Search code examples
parsingf#parsecfparsec

Recursive grammars in FParsec


I've decided to check out FParsec, and tried to write a parser for λ expressions. As it turns out, eagerness makes recursive parsing difficult. How can I solve this?

Code:

open FParsec

type λExpr =
    | Variable of char
    | Application of λExpr * λExpr
    | Lambda of char * λExpr

let rec FV = function
    | Variable v -> Set.singleton v
    | Application (f, x) -> FV f + FV x
    | Lambda (x, m) -> FV m - Set.singleton x

let Λ0 = FV >> (=) Set.empty

let apply f p =
    parse
        { let! v = p
          return f v }

let λ e =

    let expr, exprR = createParserForwardedToRef()
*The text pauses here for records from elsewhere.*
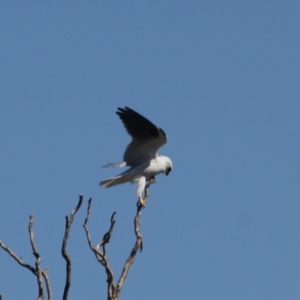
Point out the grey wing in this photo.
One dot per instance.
(147, 138)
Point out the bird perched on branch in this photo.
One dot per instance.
(141, 155)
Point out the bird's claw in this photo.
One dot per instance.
(142, 202)
(152, 179)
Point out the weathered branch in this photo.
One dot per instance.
(69, 221)
(37, 270)
(139, 238)
(48, 285)
(112, 290)
(100, 256)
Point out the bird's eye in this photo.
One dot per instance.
(168, 171)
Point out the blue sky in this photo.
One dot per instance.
(220, 77)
    let var = lower |> apply Variable

    let app = tuple2 expr expr
                 |> apply Application

    let lam = pipe2 (pchar 'λ' >>. many lower)
                        (pchar '.' >>. expr) (fun vs e ->
                                                List.foldBack (fun c e -> Lambda (c, e)) vs e)

    exprR := choice [
                    lam
                    app
                    var
                    (pchar '(' >>. expr .>> pchar ')')
                    ]

    run expr e

Thanks!


Solution

  • As you pointed out, the problem is that your parser for application calls expr recursively and so there is an infinite loop. The parser needs to be written such that it always consumes some input and then decides what to do.
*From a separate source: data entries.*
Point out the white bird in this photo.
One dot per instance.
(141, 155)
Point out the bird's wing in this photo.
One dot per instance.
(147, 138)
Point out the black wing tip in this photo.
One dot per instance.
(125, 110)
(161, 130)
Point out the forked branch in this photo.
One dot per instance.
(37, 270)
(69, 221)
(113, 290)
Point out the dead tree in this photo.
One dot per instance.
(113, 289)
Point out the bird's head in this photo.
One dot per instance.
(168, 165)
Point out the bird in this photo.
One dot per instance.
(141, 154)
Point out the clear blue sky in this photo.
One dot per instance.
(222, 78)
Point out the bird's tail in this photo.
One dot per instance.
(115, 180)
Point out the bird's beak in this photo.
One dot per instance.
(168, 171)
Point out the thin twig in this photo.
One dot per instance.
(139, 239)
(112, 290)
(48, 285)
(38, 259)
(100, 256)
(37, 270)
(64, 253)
    In case of lambda calculus, the tricky thing is recognizing an application and a variable because if you have input like x... then the first character suggests it could be either of them.
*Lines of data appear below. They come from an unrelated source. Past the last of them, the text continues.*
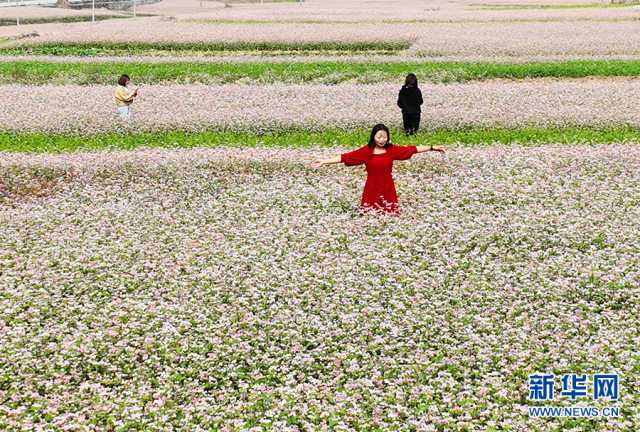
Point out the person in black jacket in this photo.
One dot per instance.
(409, 100)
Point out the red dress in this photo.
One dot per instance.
(379, 190)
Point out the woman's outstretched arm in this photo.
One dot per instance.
(320, 162)
(429, 148)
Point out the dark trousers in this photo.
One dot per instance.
(411, 123)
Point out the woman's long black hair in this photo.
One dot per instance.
(376, 128)
(411, 80)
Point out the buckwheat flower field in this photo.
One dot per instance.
(195, 268)
(203, 288)
(491, 103)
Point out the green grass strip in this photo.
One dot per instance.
(325, 73)
(108, 48)
(61, 143)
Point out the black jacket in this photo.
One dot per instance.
(410, 99)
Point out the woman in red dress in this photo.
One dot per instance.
(379, 193)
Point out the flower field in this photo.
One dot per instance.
(496, 103)
(187, 270)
    You can merge the rules for application and variable like this:

    let rec varApp = parse {
      let! first = lower |> apply Variable
      let! res = 
        choice [ expr |> apply (fun e -> Application(first, e))
                 parse { return first } ]
      return res }
    

    This first parses a variable and then either parses another expression (in which case it is an application) or it just returns the variable (if there is no expression following the variable). The rest of the rules are similar:

    and lam = 
      pipe2 (pchar 'λ' >>. many lower)
            (pchar '.' >>. expr) (fun vs e ->
        List.foldBack (fun c e -> Lambda (c, e)) vs e)
    and brac = pchar '(' >>. expr .>> pchar ')'
    and expr = parse.Delay(fun () ->
      choice 
        [ lam; varApp; brac ])
    

    I just avoided the need for explicit mutation by using parse.Delay() (which makes it possible to create recursive value references). In principle, it could be written as:

    and expr = parse {
      return! choice [ lam; varApp; brac ] }
    

    ...but for some reason, FParsec doesn't implement the ReturnFrom member that is needed if you want to use return! in computation expressions.